Authors (including presenting author) :
Chen XR Catherine, Chan FL, Chan KL, Li YC
Affiliation :
Dept. of Famliy Medicine and GOPCs, Kowloon Central Cluster
Introduction :
Type 2 diabetes mellitus (T2DM) is one of the most common chronic conditions encountered in primary care. Proteinuria is a well-known predictor of poor renal and cardiovascular outcomes in T2DM patients.
Objectives :
To explore the prevalence of Therapeutic inertia (TI) on proteinuria management among T2DM patients managed in the primary care and to explore possible associating factors in both patients’ and doctors’ perspective.
Methodology :
Study design: Cross-sectional study
Subjects: T2DM patients with microalbuminuria and macroalbuminuria and had been followed up in General Outpatient Clinics (GOPCs) of Kowloon Central Cluster (KCC) from 1 Jan, 2014 to 31 Dec, 2015.
Outcome assessments: The prevalence of TI on proteinuria management and its association with patients’ demographic and clinical parameters and the working profile of the attending doctors.
Statistical analysis: Student’s t test and analysis of variance were used for analyzing continuous variables and Chi square test was used for categorical data.
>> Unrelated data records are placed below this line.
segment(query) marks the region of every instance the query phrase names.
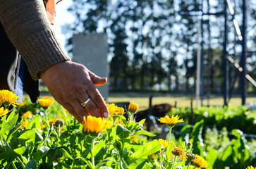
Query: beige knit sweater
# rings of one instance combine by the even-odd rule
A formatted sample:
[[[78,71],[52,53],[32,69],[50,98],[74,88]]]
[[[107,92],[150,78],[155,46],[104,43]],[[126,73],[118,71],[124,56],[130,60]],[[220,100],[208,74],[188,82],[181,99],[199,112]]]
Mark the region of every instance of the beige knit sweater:
[[[51,27],[42,0],[0,0],[0,22],[33,79],[39,79],[39,73],[51,65],[70,60]]]

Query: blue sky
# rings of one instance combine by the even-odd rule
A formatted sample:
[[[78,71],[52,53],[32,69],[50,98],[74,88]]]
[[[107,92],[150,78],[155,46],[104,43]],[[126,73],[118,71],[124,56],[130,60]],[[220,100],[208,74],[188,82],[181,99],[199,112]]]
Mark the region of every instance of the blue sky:
[[[66,37],[61,33],[61,26],[66,23],[71,23],[75,18],[67,11],[68,8],[72,4],[72,0],[65,0],[59,2],[56,6],[56,16],[55,18],[54,25],[53,28],[55,33],[61,42],[62,46],[65,49]]]

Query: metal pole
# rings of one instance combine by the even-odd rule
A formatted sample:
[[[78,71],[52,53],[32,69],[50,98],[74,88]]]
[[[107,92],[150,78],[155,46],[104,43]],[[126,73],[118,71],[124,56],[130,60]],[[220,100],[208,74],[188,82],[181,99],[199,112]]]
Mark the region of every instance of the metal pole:
[[[203,106],[204,100],[204,31],[203,31],[203,20],[202,15],[201,18],[201,56],[200,56],[200,95],[201,95],[201,106]]]
[[[241,58],[241,67],[243,68],[241,77],[241,97],[242,105],[245,104],[245,98],[247,94],[246,89],[246,30],[247,30],[247,0],[243,0],[243,28],[242,28],[242,58]]]
[[[201,106],[203,106],[204,101],[204,20],[203,20],[203,0],[201,1],[201,57],[200,57],[200,81],[201,81],[201,87],[200,87],[200,94],[201,94]]]
[[[198,107],[199,96],[200,92],[200,56],[201,56],[201,46],[200,46],[200,35],[201,35],[201,20],[197,21],[197,80],[195,88],[195,106]]]
[[[224,100],[224,106],[227,105],[226,99],[228,97],[227,81],[228,81],[228,62],[226,61],[226,44],[227,44],[227,14],[226,14],[226,1],[224,1],[224,41],[223,44],[223,69],[224,69],[224,82],[223,82],[223,99]]]
[[[208,2],[208,13],[210,11],[209,1]],[[209,27],[210,15],[208,15],[208,54],[207,54],[207,106],[209,106],[209,95],[210,95],[210,77],[211,77],[211,30]]]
Multivariate stepwise logistic regression was used to determine the association between TI and the significant variables from patients' and doctors' characteristics.
Result & Outcome :
Among the 22,644 T2DM patients identified in the case register, 5, 163 (26.4%) patients had diabetic nephropathy (DMN) with micro- or macroalbuminuria. Among the sampled 385 patients with DMN, TI was found to be present in 155 cases, with a prevalence rate of 40.3%. Male Drs, doctors with longer duration of clinical practice and who have never received any form of Family Medicine training were found to have a higher rate of TI. Patients with microalbuminuria and lower average systolic (SBP) and diastolic blood pressure reading were also found to have more TI. Logistic regression study revealed that patients’ SBP reading and microalbuminuria were negatively associated with the presence of TI, whereas doctor’s year of clinical practice being over 21 years and patients being treated with submaximal dose of medication were positively associated with the presence of TI.
Conclusions:
TI is commonly present on proteinuria management among T2DM patients managed in the primary care. Patient’s systolic blood pressure reading, microalbuminuria level, Dr’s year of clinical practice and dose of ACEI/ARB were found to be associated with the presence of TI. Further study on the barriers and strategies to combat TI is needed to improve the clinical outcome among T2DM patients.